The increasing digitalisation of the economy requires the rapid roll-out of gigabit-capable broadband infrastructure. The greatest obstacle to greater investment in modern broadband networks is the high roll-out costs, combined with demand for very fast broadband connections that is still relatively low. Furthermore, regulation in the telecommunications sector affects the profitability of investments and contributes to companies’ reluctance to invest. In its special report published today, entitled “Telecommunications 2017: Building on Competition!”, the Monopolies Commission sets out proposals on how to achieve the rapid and comprehensive roll-out of high-performance fixed and mobile networks.

The majority of the investment required in gigabit infrastructure is being made by private-sector telecoms companies in a competitive environment, without public funding. It is therefore important to create the right conditions for this.

Achim Wambach, Vorsitzender der Monopolkommission

As an operator with significant market power, Deutsche Telekom has so far been subject to strict, cost-oriented regulation in many areas relating to access and charges. Whether, and if so how, newly built FTTB/H networks will be regulated in future is currently being examined by the Federal Network Agency. The Monopolies Commission supports the regulatory authority’s plan to make the regulation of new networks more flexible and to adapt it to the specific challenges of fibre-optic roll-out. Moving away from strict cost-based regulation of access and tariffs can improve the profitability of risky investments and create new incentives for private-sector roll-out. Furthermore, the potential for cooperation in broadband roll-out should be harnessed. If two or more companies share the costs of network roll-out, the risks associated with roll-out are reduced because the expected utilisation of the networks improves. However, where operators with significant market power participate in such co-investments, (flexible) regulation should not be dispensed with.
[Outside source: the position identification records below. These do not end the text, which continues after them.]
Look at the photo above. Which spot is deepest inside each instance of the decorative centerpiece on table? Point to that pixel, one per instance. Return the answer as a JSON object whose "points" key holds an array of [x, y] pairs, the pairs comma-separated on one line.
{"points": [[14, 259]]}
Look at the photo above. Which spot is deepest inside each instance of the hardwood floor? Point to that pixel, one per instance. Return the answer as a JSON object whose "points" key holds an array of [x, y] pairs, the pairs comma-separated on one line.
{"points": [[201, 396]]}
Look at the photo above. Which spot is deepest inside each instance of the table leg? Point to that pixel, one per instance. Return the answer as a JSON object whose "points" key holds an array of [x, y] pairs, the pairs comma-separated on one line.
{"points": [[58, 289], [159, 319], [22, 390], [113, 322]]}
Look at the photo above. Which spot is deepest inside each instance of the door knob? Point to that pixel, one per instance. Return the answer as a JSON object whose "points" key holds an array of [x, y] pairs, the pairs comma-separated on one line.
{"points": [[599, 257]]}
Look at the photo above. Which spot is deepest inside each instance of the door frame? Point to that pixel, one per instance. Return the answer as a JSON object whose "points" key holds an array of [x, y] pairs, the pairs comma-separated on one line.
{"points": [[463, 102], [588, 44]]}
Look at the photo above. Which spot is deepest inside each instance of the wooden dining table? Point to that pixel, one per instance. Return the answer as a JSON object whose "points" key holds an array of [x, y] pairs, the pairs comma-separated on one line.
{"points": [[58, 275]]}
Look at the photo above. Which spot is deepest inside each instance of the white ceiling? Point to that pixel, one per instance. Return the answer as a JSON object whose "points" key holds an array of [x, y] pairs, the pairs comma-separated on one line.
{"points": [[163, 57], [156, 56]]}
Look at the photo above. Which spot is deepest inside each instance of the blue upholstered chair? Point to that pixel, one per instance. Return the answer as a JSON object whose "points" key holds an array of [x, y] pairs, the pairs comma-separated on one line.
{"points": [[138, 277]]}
Otherwise, there would be a risk that these companies could evade regulation at the expense of competition by forming strategic alliances.

In areas where private-sector broadband roll-out is not commercially viable for the foreseeable future, the roll-out of gigabit networks should be supported by public funding. Such support must be structured in such a way as to avoid crowding out or undermining private investment. The proposal to promote the roll-out of new networks through exclusive roll-out rights in the form of concessions should be rejected. The result would be a monopolisation of regional infrastructure and the exclusion of private investment.

Traditional supply-side support should be supplemented by demand-side instruments. For example, time-limited vouchers for broadband connections – so-called ‘gigabit vouchers’ – could help to generate the demand that is essential for private-sector roll-out.

In the mobile communications sector, the roll-out of fifth-generation (5G) mobile networks should be promoted through the early allocation of suitable frequencies by the Federal Network Agency. The allocation of spectrum should be linked to an obligation to offer wholesale products to providers without their own mobile network on non-discriminatory terms. This is the only way to ensure that, alongside the three network operators, service providers can also offer innovative 5G services. This is of great importance for maintaining competition in the mobile communications sector.

It remains necessary to sell the federal government’s stake in Deutsche Telekom AG, amounting to just under 32 per cent, at the earliest opportunity. The sale of the federal government’s stake would put an end to the problematic dual role of the state as both regulator and shareholder.